La sentì smanettare ancora un istante con la tastiera poi gli disse: «Pronto?», e lui sentì una musichetta a otto bit riempire il silenzio della cucina.
Aprì gli occhi e li sgranò dalla sorpresa.
«Ma questo...»
«Esatto!», disse lei battendo le mani. «Angela mi ha passato un emulatore dei giochi arcade della nostra infanzia. Ho la versione da sala giochi dello sparatutto dei robot!»
Aveva gli occhi lucidi ed eccitati di una bambina delle elementari a Piazza Navona per la Befana, nonostante una ventina abbondante di anni in più sulle spalle e qualche filo d'argento tra i capelli.
«Guarda, puoi scegliere il pilota... Io prendo Tetsuya.»
Il Grande Mazinga apparve sullo schermo, mentre intorno a lui scorreva l'ambientazione e diversi nemici tentavano di fare a pezzi il robot sparando la propria santabarbara contro il protagonista. In alto a sinistra, Tetsuya se ne stava con la sua aria scazzata, subendo i contraccolpi che man mano scuotevano il robot ogni volta che un mostro guerriero lo intercettava.
«Prendi i vari missili che Venus e Diana lasciano in giro... Oppure il Booster», diceva lei man mano che il robot afferrava i bonus dissemninati lungo la strada. «Così spari il Raggio Gamma, così, invece, il Grande Tifone e con la barra spaziatrice lanci il Doppio Fulmine.»
Lui restava a bocca aperta guardarla portare a compimento la prima missione, scartando gli ostacoli e prendendo ogni bonus possibile e immaginabile. Alla fine, dopo aver sconfitto l’ennesimo nemico, apparve sullo schermo una scritta che comunicava la fine del primo quadro e lei ridacchiò.
Lui la guardò. Aveva le guance imporporate.

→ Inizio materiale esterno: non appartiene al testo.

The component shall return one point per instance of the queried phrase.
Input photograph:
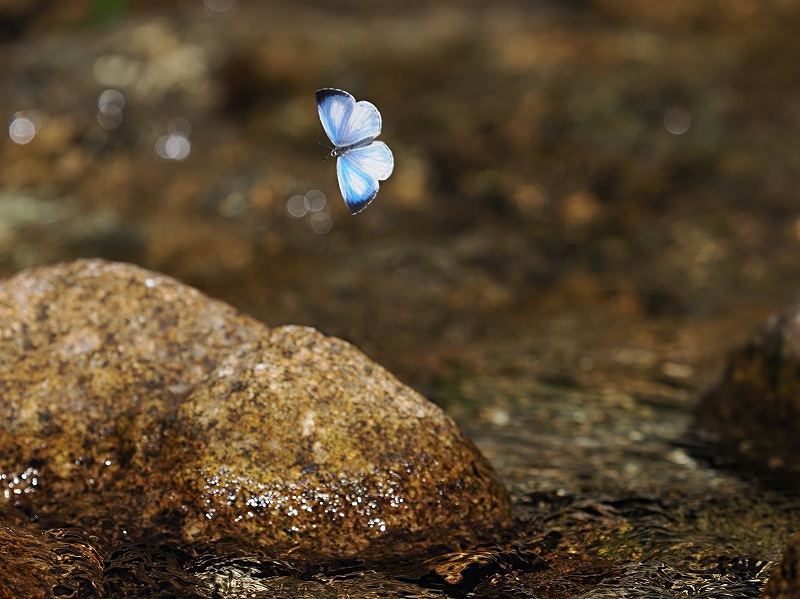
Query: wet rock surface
(136, 406)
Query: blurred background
(591, 192)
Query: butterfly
(361, 161)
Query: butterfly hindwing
(335, 107)
(358, 188)
(375, 160)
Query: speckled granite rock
(131, 400)
(755, 411)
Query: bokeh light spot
(321, 223)
(175, 146)
(109, 108)
(221, 9)
(315, 200)
(677, 120)
(23, 126)
(296, 206)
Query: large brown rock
(131, 402)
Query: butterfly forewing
(375, 160)
(364, 123)
(358, 188)
(335, 107)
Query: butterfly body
(361, 161)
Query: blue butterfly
(362, 162)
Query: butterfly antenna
(326, 146)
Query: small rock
(755, 411)
(784, 583)
(136, 405)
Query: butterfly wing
(335, 109)
(363, 124)
(358, 188)
(375, 160)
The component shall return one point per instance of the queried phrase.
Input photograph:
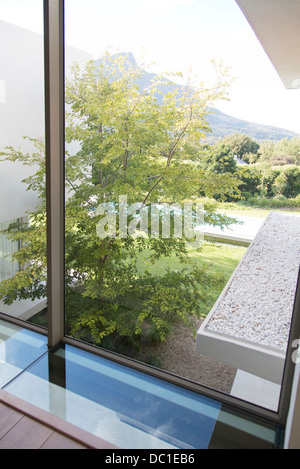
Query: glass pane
(19, 348)
(161, 210)
(132, 410)
(22, 162)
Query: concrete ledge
(248, 327)
(258, 360)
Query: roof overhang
(276, 24)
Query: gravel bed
(258, 303)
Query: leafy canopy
(123, 139)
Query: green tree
(134, 142)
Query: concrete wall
(22, 109)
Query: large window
(151, 234)
(138, 222)
(22, 162)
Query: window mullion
(54, 97)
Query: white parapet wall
(248, 327)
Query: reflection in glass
(23, 266)
(19, 348)
(139, 151)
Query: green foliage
(136, 143)
(241, 145)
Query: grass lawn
(220, 259)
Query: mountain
(221, 124)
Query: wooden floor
(23, 426)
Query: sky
(177, 35)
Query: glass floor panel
(19, 348)
(133, 410)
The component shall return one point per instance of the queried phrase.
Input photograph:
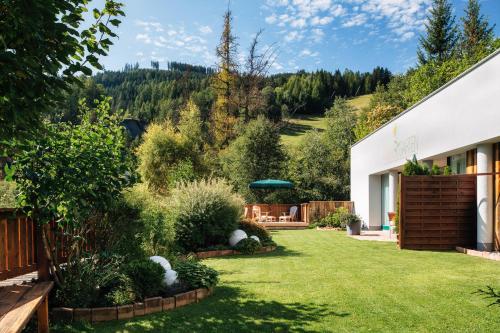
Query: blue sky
(308, 34)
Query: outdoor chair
(291, 217)
(261, 217)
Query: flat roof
(449, 83)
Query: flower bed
(221, 253)
(150, 305)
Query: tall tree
(441, 35)
(225, 110)
(477, 31)
(44, 47)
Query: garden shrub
(254, 229)
(91, 281)
(340, 218)
(165, 157)
(8, 194)
(146, 276)
(121, 230)
(205, 213)
(196, 275)
(248, 246)
(157, 234)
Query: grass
(293, 133)
(326, 282)
(360, 102)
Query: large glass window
(458, 164)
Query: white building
(457, 125)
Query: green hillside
(298, 126)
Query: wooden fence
(18, 245)
(21, 246)
(437, 212)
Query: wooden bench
(18, 303)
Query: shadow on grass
(228, 310)
(280, 251)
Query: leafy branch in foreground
(43, 49)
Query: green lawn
(292, 134)
(326, 282)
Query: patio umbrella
(270, 184)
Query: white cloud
(355, 20)
(143, 38)
(317, 35)
(308, 53)
(205, 30)
(272, 19)
(293, 36)
(321, 20)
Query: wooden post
(43, 316)
(41, 257)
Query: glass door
(385, 202)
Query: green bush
(338, 219)
(121, 231)
(8, 194)
(196, 275)
(146, 276)
(92, 281)
(157, 228)
(205, 213)
(254, 229)
(248, 246)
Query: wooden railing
(275, 210)
(307, 212)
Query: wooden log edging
(482, 254)
(119, 312)
(222, 253)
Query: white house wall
(459, 115)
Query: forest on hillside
(152, 94)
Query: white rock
(170, 277)
(162, 261)
(256, 238)
(236, 236)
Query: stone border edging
(222, 253)
(476, 253)
(150, 305)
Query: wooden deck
(284, 225)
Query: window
(458, 164)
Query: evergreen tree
(441, 34)
(225, 111)
(477, 31)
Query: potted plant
(353, 224)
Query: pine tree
(225, 110)
(477, 31)
(441, 35)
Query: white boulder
(236, 236)
(162, 261)
(256, 238)
(170, 277)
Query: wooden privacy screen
(18, 246)
(437, 212)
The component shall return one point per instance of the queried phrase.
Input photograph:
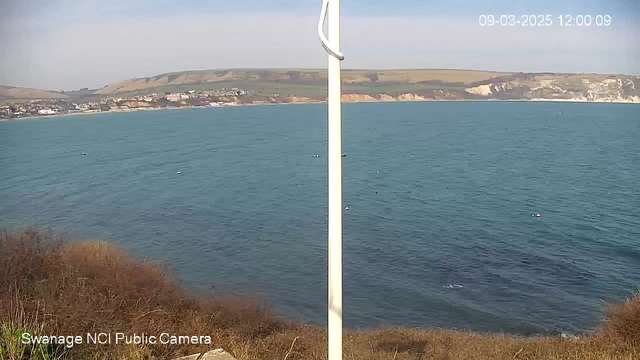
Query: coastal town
(191, 98)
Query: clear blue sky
(67, 44)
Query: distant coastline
(347, 101)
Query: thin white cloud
(95, 54)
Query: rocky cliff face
(596, 88)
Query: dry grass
(86, 287)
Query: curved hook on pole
(325, 43)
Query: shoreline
(537, 100)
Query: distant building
(174, 97)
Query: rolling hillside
(369, 85)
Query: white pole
(335, 187)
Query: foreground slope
(54, 287)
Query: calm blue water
(438, 233)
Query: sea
(441, 228)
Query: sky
(71, 44)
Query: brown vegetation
(51, 287)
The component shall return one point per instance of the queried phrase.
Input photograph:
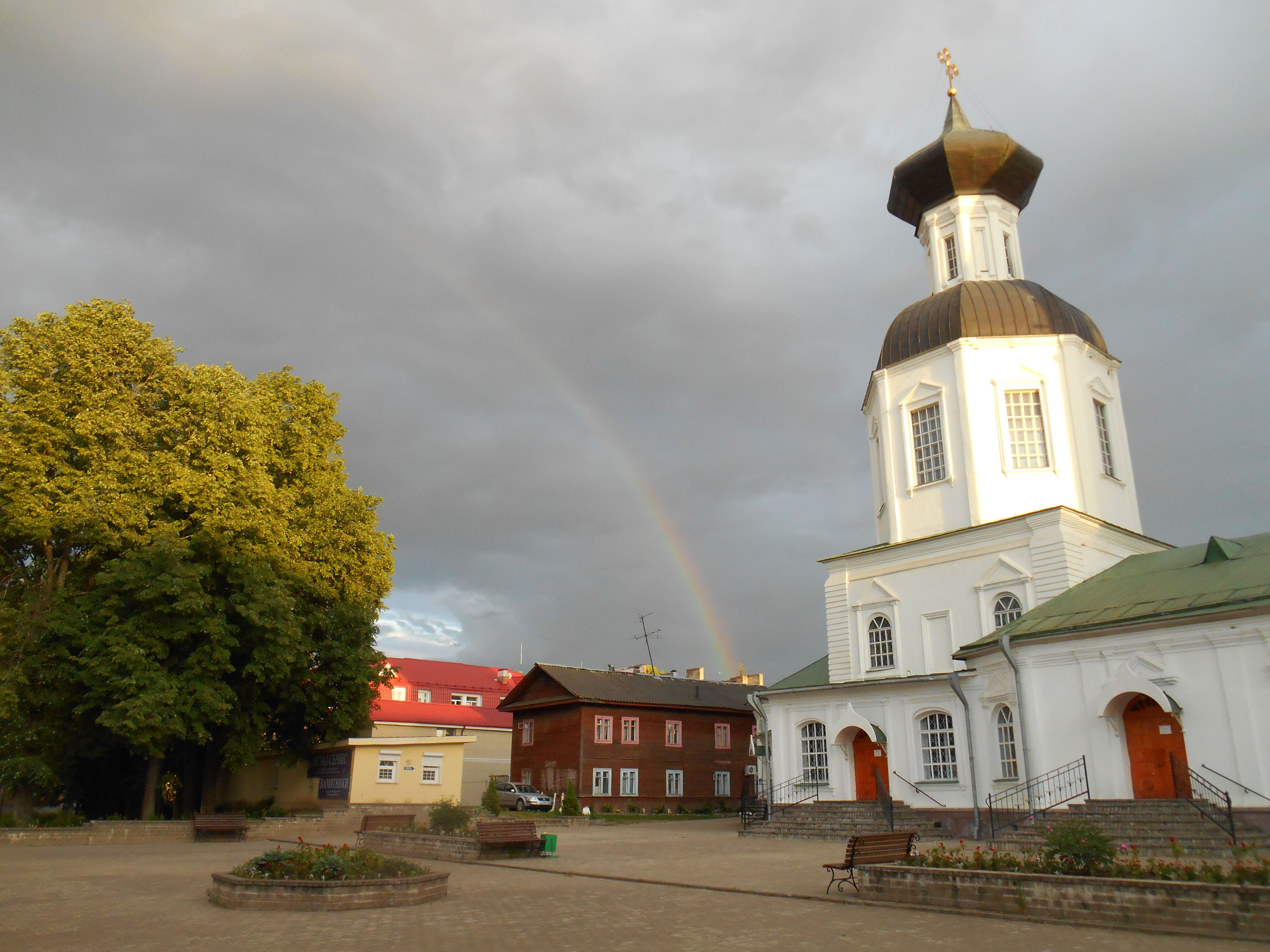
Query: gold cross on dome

«Ma che diamine...», ma non fece in tempo a commentare che il gioco riprese, con una nuova missione tra i ghiacci dell'Antartide.

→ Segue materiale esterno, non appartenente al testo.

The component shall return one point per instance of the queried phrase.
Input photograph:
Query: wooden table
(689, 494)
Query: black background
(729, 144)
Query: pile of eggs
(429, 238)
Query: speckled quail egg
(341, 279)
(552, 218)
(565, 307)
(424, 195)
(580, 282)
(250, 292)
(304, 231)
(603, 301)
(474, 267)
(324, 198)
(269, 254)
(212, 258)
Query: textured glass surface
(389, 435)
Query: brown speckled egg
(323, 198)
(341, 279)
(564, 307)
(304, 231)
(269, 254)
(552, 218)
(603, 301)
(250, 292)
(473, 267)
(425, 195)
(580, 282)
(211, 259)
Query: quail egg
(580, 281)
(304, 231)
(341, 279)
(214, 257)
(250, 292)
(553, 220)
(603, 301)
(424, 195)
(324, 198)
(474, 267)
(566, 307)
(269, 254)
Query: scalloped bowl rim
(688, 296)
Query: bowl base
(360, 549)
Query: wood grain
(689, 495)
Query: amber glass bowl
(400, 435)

«Ecco, qui, invece, devi fare così...», ed anche stavolta lei portò a termine la missione sconfiggendo tutta la sequela di mostri, con un immancabile rossore alla fine del secondo quadro. E del terzo. E del quarto.
Verso metà del quinto, lei iniziò a parlare all'icona del pilota.

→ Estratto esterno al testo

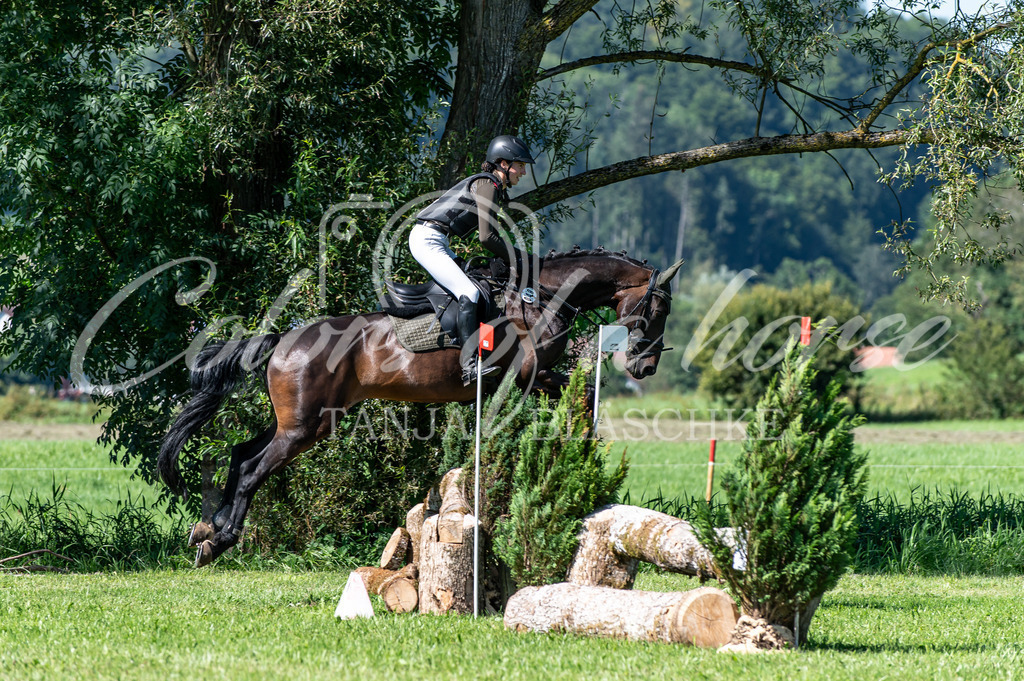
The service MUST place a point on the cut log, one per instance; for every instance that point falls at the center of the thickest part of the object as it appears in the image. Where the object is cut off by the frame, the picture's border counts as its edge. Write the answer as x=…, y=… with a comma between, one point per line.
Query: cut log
x=613, y=539
x=373, y=578
x=377, y=579
x=398, y=550
x=400, y=595
x=454, y=508
x=446, y=569
x=704, y=616
x=414, y=524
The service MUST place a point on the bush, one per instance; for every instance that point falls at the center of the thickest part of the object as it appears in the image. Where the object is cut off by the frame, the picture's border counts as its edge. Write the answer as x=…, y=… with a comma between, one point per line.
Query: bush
x=734, y=367
x=793, y=496
x=543, y=471
x=559, y=478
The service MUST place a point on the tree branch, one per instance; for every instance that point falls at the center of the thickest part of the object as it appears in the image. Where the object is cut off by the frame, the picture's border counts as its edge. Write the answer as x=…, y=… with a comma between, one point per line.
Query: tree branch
x=919, y=66
x=654, y=55
x=557, y=19
x=753, y=146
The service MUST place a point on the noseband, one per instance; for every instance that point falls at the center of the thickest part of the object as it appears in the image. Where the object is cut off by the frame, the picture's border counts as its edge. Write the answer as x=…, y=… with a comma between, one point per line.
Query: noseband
x=641, y=309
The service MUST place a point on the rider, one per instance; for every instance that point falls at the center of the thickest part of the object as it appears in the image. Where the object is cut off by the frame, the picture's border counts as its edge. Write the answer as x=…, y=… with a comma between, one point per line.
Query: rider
x=469, y=206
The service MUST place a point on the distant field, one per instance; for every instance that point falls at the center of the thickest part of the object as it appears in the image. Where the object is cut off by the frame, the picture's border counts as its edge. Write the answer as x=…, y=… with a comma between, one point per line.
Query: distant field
x=976, y=458
x=81, y=466
x=668, y=455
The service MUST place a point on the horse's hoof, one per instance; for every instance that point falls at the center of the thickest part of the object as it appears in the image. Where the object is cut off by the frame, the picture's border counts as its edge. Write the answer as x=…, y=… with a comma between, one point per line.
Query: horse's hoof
x=204, y=554
x=201, y=531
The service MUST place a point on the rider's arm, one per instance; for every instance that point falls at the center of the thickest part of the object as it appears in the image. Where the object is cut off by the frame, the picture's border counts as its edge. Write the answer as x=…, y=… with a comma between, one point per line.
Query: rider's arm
x=489, y=237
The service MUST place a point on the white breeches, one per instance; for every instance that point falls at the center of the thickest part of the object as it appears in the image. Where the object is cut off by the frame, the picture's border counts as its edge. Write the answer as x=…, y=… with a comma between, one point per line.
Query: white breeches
x=430, y=248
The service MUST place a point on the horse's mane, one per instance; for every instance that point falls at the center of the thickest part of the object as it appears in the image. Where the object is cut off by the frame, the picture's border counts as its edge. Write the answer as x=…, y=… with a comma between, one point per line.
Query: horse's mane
x=599, y=252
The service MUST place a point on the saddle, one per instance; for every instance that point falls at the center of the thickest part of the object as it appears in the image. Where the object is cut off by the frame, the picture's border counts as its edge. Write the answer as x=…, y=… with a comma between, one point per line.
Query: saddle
x=426, y=315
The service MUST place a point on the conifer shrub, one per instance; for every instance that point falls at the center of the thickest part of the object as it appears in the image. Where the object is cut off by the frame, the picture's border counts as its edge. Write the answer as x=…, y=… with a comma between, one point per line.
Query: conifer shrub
x=793, y=496
x=542, y=472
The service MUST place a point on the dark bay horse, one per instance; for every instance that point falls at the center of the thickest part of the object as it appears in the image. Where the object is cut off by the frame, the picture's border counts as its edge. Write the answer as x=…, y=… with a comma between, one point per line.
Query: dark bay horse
x=315, y=371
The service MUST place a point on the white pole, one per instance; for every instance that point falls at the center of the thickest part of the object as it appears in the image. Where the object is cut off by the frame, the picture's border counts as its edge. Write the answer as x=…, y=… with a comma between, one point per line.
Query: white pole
x=597, y=384
x=476, y=488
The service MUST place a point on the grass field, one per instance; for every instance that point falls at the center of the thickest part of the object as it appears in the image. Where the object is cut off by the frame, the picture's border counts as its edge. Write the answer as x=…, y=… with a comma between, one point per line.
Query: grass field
x=673, y=469
x=83, y=467
x=222, y=624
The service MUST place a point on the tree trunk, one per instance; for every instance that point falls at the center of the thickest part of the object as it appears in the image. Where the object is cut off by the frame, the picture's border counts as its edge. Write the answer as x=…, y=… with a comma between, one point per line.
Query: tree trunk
x=615, y=538
x=446, y=570
x=500, y=49
x=704, y=616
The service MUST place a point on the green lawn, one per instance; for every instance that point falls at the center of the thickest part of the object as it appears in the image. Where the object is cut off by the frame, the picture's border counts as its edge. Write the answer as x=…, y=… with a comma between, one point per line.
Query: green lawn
x=970, y=462
x=82, y=466
x=221, y=624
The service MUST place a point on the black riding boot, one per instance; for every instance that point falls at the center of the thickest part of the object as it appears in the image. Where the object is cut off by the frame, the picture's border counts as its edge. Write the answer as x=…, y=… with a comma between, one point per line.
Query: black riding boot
x=468, y=326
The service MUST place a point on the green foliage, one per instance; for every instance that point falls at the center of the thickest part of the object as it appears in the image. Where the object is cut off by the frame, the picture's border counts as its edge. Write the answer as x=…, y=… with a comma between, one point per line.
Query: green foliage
x=354, y=487
x=792, y=497
x=559, y=478
x=130, y=139
x=986, y=371
x=741, y=344
x=973, y=112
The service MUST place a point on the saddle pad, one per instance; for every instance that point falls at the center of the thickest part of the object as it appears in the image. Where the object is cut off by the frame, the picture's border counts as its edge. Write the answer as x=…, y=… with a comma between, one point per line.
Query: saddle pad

«Povero amore patato mio...», disse rivolgendosi ad un Tetsuya che sembrava aver accusato una potente sventagliata di raggi gialli e rossi.
«Parli con Tetsuya?»
«Sì, perché?», chiese lei candidamente.
Lui tornò a fissare quella faccia apatica e, alla fine, lo vide.
Quando lei, dopo un paio di manovre complesse, riuscì ad abbattere la Fortezza volante del Dottor Inferno grazie ad un sapiente uso del Doppio Fulmine, lui vide l'iconcina di Tetsuya farle l'cchiolino. Ed allora capì a chi mai lei stesse sospirando quando, una manciata di ore prima, l'aveva sentita parlare da sola con un tono di voce estasiato.
«Non è una figata immane?», gli domandò lei.
«Eccome!», rispose lui. «Posso portare Goldrake?»
«Provaci, se vuoi. Ma dubito proprio che riuscirai ad essere più bravo del mio Tetsuya...»
«Stiamo parlando di Actarus, ragazza mia...», le disse sedendosi al suo posto e selezionando Daisuke Umon come pilota.
Lei si portò alle sue spalle e lo osservò giocare schiacciando i tasti.
«Mi sembra che qualcuno abbia fatto qualcosa che non avrebbe dovuto fare...», disse una voce angelica pizzicando una lira dalle corde dorate.
«Concordo», le fece eco una risatina un po' malvagia.
«Ok, ragazze...», sussurrò lei all'indirizzo della sua angioletta e della sua diavoletta personali. «Vorrà dire che pagherò con la carta di credito di questo qualcuno il bellissimo e carissimo modellino in vinile di Tetsuya che ho visto su E-bay…»
E l’angelo ed il diavolo sorrisero. Insieme.